I focused on my core being.  Who I am, what I can achieve through sheer will.  Through sheer physical and mental prowess and determination.  I refused to fail and drew upon inner strengths that I knew I had but never had to tap into to this depth.  I inspired many along the way but I want it to be forgotten.  I want to be normal again.  I want people to forget what I had went through.  I want people to know the new me is essentially the same me.  I’m no different just my direction has changed.  270 degrees.  I made a left turn instead of a right and I’m ok with that.  I’m not trying to hurt anyone.  I just want to live!

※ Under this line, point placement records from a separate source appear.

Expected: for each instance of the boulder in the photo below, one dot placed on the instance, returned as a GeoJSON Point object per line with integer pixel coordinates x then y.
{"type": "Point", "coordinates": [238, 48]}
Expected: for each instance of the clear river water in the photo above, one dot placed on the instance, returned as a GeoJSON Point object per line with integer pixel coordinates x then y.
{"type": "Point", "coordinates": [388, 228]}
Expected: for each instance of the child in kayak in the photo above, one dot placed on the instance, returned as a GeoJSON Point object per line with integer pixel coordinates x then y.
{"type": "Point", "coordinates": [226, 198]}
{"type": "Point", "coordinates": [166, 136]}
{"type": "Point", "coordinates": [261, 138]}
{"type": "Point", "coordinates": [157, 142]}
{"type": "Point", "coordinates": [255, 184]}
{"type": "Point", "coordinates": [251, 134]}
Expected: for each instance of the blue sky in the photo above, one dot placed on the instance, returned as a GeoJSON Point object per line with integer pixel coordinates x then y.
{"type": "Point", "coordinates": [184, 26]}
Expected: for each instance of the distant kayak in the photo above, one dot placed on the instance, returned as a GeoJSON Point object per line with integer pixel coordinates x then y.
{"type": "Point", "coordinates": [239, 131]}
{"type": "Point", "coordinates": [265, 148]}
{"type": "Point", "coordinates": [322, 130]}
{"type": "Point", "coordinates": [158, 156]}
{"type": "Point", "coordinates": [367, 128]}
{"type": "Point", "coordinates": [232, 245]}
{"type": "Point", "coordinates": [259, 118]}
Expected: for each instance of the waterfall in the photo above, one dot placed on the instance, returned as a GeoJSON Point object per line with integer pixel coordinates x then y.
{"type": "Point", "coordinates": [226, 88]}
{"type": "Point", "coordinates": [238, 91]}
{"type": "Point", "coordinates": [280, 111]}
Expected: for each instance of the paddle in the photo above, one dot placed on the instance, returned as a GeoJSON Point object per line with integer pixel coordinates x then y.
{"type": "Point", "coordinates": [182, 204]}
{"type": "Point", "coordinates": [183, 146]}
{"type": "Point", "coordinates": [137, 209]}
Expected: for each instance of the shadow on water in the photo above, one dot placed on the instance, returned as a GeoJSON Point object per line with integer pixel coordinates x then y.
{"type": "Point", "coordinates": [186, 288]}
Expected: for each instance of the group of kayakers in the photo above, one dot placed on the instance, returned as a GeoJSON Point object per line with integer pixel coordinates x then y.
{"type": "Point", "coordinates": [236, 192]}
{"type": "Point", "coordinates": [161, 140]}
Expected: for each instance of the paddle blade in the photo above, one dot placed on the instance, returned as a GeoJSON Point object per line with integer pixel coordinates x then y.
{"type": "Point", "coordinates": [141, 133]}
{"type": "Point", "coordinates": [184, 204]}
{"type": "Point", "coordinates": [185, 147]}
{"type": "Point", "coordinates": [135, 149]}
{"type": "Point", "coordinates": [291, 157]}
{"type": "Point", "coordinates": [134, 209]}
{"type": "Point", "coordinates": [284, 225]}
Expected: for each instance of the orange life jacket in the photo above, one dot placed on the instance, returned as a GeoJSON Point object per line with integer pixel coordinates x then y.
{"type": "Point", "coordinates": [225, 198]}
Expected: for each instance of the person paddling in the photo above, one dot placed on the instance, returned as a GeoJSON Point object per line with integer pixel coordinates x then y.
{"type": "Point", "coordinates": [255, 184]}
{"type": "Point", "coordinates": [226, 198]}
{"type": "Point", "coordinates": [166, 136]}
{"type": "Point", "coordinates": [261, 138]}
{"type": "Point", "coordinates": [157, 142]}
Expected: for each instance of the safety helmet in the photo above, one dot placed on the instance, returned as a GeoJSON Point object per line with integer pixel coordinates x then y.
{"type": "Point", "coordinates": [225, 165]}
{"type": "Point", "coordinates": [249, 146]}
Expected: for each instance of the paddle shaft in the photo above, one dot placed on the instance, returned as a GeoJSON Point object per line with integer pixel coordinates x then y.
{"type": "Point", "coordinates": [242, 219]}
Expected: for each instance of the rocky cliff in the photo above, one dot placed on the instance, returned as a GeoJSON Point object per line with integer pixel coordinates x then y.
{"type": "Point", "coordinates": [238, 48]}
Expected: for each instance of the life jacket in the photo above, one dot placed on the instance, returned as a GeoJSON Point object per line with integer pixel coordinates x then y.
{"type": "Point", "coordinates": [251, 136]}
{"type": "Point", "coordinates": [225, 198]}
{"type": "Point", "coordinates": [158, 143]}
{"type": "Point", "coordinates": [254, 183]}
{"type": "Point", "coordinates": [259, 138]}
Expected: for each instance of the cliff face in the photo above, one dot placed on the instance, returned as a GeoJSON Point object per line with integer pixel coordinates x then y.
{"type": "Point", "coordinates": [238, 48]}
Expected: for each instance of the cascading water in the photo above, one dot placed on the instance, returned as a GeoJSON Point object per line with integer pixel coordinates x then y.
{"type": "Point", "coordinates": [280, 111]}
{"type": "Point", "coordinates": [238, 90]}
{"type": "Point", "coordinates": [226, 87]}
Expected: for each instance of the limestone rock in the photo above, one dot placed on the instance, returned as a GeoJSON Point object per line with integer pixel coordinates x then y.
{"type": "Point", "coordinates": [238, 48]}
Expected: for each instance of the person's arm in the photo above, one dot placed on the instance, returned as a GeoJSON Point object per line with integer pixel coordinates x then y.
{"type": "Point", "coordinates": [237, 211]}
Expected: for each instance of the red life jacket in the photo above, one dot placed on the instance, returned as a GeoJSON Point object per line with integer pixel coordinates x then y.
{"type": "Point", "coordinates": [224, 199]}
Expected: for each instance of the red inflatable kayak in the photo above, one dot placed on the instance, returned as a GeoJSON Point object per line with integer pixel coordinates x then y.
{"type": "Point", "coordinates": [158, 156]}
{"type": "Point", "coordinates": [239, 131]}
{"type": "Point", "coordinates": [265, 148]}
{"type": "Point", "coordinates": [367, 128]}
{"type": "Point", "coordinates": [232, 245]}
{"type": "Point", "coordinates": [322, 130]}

Late September 2014 I went with a few friends to Penn State to the homecoming game.  We were having the time of our lives.  Going to different bars having drinks meeting different people and just having a blast.  I started to get a headache and went outside to get some Excedrin.  I found myself on a bench and began to lose control of my arms.  I knew something was not right.  I had a few drinks but I never get this out of control.  Someone came to me and asked if I was ok and I said I needed an ambulance and to please find my friends and gave them my name and the names of my friends.  Eventually one of my friends came out.  Very long story short my friend got me into a cab.  I remember pressing with all my might with my quadriceps to get into that cab.  It was insanity that I could not force myself in the cab.  I knew something was seriously wrong but eventually got in.  My friends brought me back to the RV site and once I stepped out of the cab I literally face planted on the ground.  At that point my friend knew something was truly wrong and called an ambulance.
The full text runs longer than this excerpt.